The News-Press: Education - Charter threatens parents with lawsuit.  [Via slashdot]  In the world of on-line forums (wait until the blogging kicks in), there is an odd problem in our experimentation with privatization of public education: the folks who make commercial ventures of charter school operations seem far less inclined to accept public — not public- official, public-citizenry — oversight, scrutiny, and observation than the schools we love to complain about.

It’s now all about reputation of the company, and the lawyers are caravaning their way to Southern Florida as we speak.  What strikes me about this is that when organizations behave in this manner, observers become even more suspicious of their legitimacy than before.  I’m thinking of the brilliant move by sms.ac sending a hilarious Cease & Desist letter to Joi Ito (Joi Ito! what were those guys smoking?) when he publicly withdrew from his experiment with the “free service,” apologizing to all of his contacts that he had inadvertently arranged to spam everyone in his contact list with invitations to join him, and that he was finding it difficult to turn it off. 

Why, when engaging in an activity that has high public visibility and cannot escape scrutiny, do organizations go out of their heavy-handed way to demonstrate that maybe there is indeed something they need to be scrutinized for?  If transparency, open-ness (and, yes, thick-skinned tolerance and patience) aren’t qualities of organizations that propose to provide effective education for our kids, yes I think they can expect a certain diminishing of reputation.  And lawyers won’t help. They can hasten the end of course, so we should be grateful for the unintended public service.

Not living in South Florida, I turned to GreatSchools.net, a resource mentioned on Robert Heiny’s The Tablet PC Blog. I am already pop-up bludgeoned and and annoyed by the premium-content barriers and nagging by that “non-profit” resource.  I wondered whether there was an agenda there when I first learned of the site, but I can’t decide if it is worth $17 to find out.   Oddly enough, you’d never know from this service that there is any Gateway Charter school in Florida.  Charter schools and private denominational schools are located by their school-comparison searches, but not Gateway Charter.  I wonder how many other schools are simply not listed and how useful that is going to be.

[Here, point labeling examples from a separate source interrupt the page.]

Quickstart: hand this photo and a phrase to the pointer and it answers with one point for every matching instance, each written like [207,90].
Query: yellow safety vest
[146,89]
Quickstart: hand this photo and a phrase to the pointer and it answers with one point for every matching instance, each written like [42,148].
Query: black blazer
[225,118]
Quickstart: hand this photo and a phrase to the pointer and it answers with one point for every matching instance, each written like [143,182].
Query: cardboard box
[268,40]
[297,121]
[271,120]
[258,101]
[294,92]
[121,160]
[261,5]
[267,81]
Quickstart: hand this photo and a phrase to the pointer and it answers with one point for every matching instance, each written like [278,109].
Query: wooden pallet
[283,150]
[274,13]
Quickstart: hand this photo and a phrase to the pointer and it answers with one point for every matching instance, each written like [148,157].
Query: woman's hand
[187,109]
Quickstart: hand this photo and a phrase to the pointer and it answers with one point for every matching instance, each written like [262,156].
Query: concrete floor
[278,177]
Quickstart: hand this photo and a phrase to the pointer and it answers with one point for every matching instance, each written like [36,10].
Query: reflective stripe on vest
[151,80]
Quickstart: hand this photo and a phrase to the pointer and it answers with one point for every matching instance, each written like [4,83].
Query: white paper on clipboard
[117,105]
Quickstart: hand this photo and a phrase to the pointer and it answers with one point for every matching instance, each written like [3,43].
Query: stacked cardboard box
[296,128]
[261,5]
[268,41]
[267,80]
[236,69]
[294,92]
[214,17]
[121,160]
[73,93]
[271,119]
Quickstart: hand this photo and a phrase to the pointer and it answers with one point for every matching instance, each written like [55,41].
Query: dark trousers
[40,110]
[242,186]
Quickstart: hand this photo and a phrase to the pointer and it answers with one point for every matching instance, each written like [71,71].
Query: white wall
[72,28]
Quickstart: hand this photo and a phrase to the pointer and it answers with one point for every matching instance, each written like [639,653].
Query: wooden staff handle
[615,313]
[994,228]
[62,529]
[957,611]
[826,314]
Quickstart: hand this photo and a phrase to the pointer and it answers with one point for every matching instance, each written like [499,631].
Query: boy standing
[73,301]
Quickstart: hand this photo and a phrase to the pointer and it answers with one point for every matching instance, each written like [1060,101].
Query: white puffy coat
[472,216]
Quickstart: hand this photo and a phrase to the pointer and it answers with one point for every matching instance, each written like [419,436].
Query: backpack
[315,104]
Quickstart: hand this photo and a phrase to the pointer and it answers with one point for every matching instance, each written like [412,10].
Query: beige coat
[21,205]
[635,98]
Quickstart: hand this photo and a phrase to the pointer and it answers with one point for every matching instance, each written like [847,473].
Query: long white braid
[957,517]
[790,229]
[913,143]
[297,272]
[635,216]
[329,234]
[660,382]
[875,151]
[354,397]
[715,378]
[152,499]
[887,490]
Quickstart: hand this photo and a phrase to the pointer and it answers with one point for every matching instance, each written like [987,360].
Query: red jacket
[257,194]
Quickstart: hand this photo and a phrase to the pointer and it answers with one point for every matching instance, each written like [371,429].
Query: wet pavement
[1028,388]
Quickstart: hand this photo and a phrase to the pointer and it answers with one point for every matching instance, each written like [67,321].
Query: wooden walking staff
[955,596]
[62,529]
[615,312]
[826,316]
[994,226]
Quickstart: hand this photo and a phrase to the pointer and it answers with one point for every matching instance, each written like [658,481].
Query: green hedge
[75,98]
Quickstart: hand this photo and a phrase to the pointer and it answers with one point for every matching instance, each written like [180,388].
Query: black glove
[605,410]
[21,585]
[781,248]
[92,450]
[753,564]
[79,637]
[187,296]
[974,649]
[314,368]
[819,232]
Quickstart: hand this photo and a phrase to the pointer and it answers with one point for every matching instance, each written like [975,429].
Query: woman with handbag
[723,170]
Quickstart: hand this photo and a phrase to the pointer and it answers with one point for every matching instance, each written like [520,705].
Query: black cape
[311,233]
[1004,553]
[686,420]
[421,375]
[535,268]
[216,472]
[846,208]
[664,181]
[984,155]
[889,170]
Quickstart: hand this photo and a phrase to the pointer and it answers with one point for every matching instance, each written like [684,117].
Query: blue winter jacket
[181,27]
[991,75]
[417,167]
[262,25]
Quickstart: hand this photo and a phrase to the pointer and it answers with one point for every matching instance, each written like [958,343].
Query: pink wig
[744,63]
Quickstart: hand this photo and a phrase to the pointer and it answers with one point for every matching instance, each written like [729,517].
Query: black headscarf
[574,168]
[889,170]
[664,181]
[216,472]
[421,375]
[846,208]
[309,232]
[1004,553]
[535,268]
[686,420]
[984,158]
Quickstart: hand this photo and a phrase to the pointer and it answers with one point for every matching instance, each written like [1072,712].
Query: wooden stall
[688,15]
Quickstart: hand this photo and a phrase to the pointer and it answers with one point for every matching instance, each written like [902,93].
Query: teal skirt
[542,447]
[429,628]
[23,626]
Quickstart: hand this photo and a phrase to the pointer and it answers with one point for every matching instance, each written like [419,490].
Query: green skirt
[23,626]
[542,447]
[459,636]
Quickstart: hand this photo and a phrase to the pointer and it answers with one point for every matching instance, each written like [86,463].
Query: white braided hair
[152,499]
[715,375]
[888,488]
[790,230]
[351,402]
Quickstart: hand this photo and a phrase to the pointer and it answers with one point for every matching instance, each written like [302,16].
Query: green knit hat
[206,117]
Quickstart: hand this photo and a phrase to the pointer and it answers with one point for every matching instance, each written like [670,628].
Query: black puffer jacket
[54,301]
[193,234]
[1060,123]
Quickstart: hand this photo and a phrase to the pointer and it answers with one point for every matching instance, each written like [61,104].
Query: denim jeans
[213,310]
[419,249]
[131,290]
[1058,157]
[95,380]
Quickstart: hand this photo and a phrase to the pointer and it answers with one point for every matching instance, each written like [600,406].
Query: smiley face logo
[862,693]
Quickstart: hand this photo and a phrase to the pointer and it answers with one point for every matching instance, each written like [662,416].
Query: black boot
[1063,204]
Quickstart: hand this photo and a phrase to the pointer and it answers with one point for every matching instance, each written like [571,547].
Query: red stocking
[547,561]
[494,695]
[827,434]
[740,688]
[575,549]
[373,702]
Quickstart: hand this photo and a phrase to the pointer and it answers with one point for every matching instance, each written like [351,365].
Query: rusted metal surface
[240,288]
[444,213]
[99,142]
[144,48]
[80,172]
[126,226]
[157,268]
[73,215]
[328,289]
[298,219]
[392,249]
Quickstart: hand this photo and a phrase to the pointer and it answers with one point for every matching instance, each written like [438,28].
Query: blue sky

With regard to Charter Schools USA, this page freaked me out!  It turns out that the school district and other organizations list Gateway Charter as a public elementary school.  So we learn that the school has uniforms and there is a lottery for placement in the entering grades.  I love this part:

Any student who has not previously attended a Lee County Public School or who is a new Kindergartner must must provide the following documents: Florida Immunization Health form, Florida proof of physical within previous 12 months, birth certificate, social security card, and proof of residency to include a driver license and utility bill.

Man, those are precocious kindergartners.  I want to know how they are able to drive from the mandatory kiddie car seat.  I guess there’s more to worry about on South Florida highways than all us geezers.

Now that I’ve located the school, I see that the only Gateway Elementary that GreatSchools has a listing for is the wrong school (for this purpose).  They’ve got Gateway Magnet (also calling itself Gateway Elementary), a public school down the road from Gateway Charter.   Gateway Magnet is the only one in the education directory of the News-Press as well.

I wonder just how many axes are being ground here.  Not having any skin in this game, I think I will quietly return to my regularly scheduled schoolwork.

 
Comments:
 
When we do the next data update this month from NCES it should include Gateway Charter. Then you should be able to go to GreatSchools and search for "gateway charter" and see the school.

With regards to the popunders I'm sympathetic but they help keep us in business and when users stop clicking on them we'll stop serving them.